Believe it or not, most of your prospects aren’t interested in everything that you decide to send in the context of an e-mail strategy. As you collect contact information and permission, consider asking your prospective subscribers to share their interests. Using interest information allows you to sort your e-mail lists into categories and send information relevant to that category.
Asking your prospective subscribers open-ended questions about their interests can prove frustrating because people tend to be unique in their approach to questions about preferences. Some people share their true feelings, but others are inclined to tell you what you want to hear.
Sometimes, people also share information that you can’t possibly use or information that requires too many categories to efficiently manage. Instead of open-ended questions, come up with some basic list categories and ask your prospective subscribers to self-identify when signing up. Here’s an example of an open-ended question and a category-specific question:
Open-ended question: “Why do you dine with us?”
Revised category-specific question: “Which answer best describes why you dine with us?”
- Money-saving offers
- New menu items
- Wine recommendations
- Live music and special events
When you’re thinking of questions to ask your prospective list subscribers, the answers should be used for targeting future e-mails. For example, asking people whether they’re interested in golf might prove valuable if you plan on sending invitations to a golf tournament fundraiser or if your business sells travel packages that include golf vacations.
Here’s a sampling of possible list categories and underlying lists that you can ask your subscribers to join so you can sort your communications by general interest:
Instead of sending all your marketing e-mails to everyone on your list, ask your subscribers to choose the information that they would like to receive — and then stick to it. You can always ask subscribers to update their preferences if you want to start sending more information at a later time.
List titles could include:
- Monthly newsletter
- Discounts and special offers
- New product announcements
- Parties and event invitations
- Press releases
- Tech support and product tips
- Service interval reminders
- Last-minute appointment specials
Asking for demographic information — such as age or income — can prove difficult because people are concerned about privacy, and they generally aren’t as willing to share demographic information unless they know why you need it and how you use it. To get the information you need though, try combining demographic and interest questions together as one category so that you can make inferences without having to be too direct.
Here’s a sample of possible list titles for specific types of businesses:
- Spare-no-expense travel destinations
- Singles-only event invitations
- Golfing with kids
- Entertaining with limited space
- Gardening on a budget
Preferred customer interests
Some people will tell you what interests them only when they feel that they will get preferential treatment as a result. Try positioning interest information so that the reward is receiving the information.
List ideas include:
- Priority, reserved event tickets
- Members-only discounts
- First-to-know product announcements
- Early bird access to product-specific sales
Gathering behavioral interests
Collecting behavioral interests allows you to add insight to general interests and other information. You can collect behavioral interests by making assumptions based on frequent customer questions or by observing how prospects, subscribers, or customers behave in the context of your business relations.
Keeping behavioral interests private is a good idea because the subjects of your behavioral studies might not self-identify with the label that you place on them. For example, you might label someone as a discount shopper because she uses a lot of coupons, but she might think the label makes her less important than other customers. Segmenting your subscribers into private lists using behavioral observation also allows you to send more relevant information without involving subscribers in a time-consuming process.
Here is a sampling of private list categories that can prove useful for sorting lists by behavioral interest. You might want to rename them, depending on how you’re asking for the information:
Coupon users: Some people buy things only when products or services are on sale or when they can save money over a competing product. Coupon users are more likely to respond to promotions with associated discounts and freebies, so it pays to be able to identify these folks.
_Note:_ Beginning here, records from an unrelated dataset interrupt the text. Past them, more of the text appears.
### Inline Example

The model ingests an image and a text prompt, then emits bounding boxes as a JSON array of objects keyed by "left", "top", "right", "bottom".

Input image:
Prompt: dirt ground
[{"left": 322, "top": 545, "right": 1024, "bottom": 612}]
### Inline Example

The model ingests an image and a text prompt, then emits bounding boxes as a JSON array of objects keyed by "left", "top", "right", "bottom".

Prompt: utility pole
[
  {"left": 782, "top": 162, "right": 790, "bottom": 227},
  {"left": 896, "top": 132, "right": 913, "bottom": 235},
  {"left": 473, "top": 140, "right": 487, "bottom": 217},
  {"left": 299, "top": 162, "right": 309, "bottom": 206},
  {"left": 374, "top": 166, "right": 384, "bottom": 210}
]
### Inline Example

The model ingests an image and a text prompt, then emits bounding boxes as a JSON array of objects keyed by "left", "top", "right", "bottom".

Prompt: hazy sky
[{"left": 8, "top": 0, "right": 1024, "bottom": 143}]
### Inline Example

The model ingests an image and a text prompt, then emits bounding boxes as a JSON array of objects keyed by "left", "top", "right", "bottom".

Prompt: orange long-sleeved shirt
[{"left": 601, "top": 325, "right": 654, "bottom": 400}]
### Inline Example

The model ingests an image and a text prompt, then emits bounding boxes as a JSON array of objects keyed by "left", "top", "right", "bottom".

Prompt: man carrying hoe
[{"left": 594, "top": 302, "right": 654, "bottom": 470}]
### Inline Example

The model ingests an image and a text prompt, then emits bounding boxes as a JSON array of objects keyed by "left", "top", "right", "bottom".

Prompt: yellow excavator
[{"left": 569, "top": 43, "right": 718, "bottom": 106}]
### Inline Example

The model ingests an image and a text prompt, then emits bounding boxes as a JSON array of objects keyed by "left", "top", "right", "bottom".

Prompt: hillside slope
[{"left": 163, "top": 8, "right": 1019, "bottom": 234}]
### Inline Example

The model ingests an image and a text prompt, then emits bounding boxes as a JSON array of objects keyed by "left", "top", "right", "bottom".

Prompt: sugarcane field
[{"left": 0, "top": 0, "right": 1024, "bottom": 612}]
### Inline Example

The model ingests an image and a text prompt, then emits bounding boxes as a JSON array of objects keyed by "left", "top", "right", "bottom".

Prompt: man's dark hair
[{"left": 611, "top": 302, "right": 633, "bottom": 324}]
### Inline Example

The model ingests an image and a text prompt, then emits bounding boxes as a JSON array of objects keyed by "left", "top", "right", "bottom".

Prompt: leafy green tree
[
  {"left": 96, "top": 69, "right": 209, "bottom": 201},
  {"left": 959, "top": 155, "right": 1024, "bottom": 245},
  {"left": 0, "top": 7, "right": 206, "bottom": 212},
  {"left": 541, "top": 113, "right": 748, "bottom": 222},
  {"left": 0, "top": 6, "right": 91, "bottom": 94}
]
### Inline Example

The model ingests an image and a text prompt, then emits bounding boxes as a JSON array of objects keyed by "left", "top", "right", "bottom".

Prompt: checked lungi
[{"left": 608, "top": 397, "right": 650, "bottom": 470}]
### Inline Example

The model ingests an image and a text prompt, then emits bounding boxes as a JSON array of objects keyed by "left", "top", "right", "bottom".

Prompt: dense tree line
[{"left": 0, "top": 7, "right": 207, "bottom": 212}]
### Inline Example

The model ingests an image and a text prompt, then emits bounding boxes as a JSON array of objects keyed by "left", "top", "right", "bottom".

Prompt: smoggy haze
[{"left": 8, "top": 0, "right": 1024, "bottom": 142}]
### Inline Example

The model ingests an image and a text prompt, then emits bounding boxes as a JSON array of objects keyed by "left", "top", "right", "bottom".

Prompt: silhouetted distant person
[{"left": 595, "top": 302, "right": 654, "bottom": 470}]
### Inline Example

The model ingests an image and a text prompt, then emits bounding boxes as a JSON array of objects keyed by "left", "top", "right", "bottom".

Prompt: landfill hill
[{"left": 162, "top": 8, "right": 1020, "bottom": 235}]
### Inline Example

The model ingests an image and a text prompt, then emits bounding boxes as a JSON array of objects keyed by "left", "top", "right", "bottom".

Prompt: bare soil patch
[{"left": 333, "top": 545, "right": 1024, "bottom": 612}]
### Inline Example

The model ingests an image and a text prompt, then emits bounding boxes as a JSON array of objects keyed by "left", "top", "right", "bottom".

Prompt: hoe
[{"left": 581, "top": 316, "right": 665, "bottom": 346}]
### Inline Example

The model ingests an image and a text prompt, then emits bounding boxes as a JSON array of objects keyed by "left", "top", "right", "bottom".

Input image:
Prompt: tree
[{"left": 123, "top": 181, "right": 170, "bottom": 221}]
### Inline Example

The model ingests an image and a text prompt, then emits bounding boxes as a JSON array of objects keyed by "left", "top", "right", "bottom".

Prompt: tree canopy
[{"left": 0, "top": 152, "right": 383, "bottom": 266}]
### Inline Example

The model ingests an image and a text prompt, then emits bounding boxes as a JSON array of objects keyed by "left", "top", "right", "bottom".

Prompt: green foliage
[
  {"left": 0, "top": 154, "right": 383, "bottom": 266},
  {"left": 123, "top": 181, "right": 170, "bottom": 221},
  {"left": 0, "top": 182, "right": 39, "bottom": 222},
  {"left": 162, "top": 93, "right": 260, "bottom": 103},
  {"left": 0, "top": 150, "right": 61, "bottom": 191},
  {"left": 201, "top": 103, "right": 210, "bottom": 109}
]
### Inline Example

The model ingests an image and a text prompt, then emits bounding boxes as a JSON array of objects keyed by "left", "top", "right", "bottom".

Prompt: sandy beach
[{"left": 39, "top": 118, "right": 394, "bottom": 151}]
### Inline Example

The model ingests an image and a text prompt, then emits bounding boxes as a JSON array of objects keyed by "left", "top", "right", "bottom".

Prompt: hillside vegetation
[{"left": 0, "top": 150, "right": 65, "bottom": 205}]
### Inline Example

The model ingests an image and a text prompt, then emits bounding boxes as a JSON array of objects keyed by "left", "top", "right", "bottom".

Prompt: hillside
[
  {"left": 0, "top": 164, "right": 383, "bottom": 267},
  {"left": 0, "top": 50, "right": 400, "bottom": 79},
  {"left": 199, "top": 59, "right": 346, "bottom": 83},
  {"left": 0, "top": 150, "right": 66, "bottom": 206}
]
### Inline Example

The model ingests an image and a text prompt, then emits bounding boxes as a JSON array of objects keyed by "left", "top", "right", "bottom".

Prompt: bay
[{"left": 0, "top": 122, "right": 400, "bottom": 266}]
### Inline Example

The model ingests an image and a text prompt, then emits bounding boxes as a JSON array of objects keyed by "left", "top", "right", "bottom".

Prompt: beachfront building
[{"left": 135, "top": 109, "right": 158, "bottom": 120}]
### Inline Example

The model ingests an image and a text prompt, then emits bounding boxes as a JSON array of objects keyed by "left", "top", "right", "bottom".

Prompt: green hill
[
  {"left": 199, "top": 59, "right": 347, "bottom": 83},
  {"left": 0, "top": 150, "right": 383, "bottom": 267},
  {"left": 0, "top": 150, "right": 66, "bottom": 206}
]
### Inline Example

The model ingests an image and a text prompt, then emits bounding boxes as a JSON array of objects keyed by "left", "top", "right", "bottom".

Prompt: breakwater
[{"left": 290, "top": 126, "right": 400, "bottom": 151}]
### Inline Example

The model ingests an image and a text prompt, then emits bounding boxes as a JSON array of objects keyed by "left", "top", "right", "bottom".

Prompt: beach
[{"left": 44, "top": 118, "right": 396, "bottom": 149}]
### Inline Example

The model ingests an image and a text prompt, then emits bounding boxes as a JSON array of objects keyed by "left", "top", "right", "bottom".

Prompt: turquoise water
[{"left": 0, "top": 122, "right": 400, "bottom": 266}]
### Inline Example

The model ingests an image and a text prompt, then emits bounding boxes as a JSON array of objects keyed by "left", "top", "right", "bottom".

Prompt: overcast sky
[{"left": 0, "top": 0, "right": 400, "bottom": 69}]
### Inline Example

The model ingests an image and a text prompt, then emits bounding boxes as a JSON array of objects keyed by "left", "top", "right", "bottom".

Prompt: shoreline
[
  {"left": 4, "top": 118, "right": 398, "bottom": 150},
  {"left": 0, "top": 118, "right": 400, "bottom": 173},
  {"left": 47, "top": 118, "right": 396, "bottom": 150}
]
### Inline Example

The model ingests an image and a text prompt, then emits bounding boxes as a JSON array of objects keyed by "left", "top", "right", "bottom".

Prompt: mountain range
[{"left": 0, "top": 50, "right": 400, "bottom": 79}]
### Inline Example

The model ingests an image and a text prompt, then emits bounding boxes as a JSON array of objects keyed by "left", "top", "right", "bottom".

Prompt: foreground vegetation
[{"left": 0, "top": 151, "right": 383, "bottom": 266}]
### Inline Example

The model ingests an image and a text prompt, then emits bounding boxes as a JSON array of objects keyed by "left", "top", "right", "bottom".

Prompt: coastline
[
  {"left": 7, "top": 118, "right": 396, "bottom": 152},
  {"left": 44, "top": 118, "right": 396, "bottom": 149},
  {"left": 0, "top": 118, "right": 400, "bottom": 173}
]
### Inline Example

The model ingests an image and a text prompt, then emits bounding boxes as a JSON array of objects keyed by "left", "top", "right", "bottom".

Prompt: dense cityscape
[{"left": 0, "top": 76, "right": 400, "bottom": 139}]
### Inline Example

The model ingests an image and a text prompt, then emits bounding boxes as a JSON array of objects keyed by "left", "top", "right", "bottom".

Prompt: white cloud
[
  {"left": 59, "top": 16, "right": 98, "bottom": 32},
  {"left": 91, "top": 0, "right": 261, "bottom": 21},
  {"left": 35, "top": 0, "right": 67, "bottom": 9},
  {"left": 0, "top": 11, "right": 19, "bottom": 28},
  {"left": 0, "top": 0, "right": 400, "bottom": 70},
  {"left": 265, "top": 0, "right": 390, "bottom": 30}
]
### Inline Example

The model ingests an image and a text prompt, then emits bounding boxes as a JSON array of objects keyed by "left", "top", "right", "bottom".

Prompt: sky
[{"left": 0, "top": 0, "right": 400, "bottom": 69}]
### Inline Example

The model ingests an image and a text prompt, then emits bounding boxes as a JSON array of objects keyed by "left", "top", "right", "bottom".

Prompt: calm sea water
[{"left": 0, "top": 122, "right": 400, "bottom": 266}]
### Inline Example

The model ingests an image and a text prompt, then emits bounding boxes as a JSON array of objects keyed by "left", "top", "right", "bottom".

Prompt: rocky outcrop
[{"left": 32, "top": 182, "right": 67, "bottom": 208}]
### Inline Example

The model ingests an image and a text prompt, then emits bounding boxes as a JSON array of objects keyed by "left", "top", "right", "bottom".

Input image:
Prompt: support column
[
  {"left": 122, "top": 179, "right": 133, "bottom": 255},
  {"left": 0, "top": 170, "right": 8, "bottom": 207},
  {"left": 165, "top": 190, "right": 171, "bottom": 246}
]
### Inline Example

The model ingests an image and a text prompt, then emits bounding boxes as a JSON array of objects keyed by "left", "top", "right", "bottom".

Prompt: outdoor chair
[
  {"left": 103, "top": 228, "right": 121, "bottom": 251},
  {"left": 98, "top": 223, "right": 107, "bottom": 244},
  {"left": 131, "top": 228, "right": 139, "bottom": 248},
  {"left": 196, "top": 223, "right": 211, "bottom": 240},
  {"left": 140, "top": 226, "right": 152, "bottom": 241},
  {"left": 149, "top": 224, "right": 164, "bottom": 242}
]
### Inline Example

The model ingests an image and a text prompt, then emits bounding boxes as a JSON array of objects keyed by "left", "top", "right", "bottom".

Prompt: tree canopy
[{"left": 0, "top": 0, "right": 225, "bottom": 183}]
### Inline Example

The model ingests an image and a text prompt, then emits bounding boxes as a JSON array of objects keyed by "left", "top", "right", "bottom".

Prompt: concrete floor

Repeat buyers: If you can identify when certain subscribers are likely to be thinking about a purchase, you can sort them by date of last purchase and send your message when they’re likely to be interested in a purchase. For example, a hair salon might note a trend that customers think about their next haircut every 30 days. For a scenario like this, your coupon should arrive around the end of that 30-day period. Here’s an example with a little longer time frame: If your business offers oil changes, try sending a promotion every three months. However, if your customers adhere to a longer buying cycle (such as customers who buy a new car every three to four years), don’t wait that long to send them an e-mail because you don’t want them to forget you.
Very Important Customers (VICs): A VIC list can include big spenders, frequent shoppers, referral sources, or people who give you valuable feedback about your business. VICs should be pampered, thanked, and welcomed — treated like royalty.
Advocates: Hopefully, you have some customers (besides Mom and Dad) who just love your business. Or maybe people on your list love helping others, so they’re willing to spread the word to help your business grow. Segmenting advocates into a separate list allows you to send them gifts and incentives that no one else receives.
Customers and prospects: The nature of a business relationship often change after a person has parted with some of his money, and the nature of your communications might need to change as well. For example, after someone makes a first decision to buy, you can probably stop sending her links to online brochures or directions to your store — unless, of course, the purpose of your email is to ask the customer to forward such information.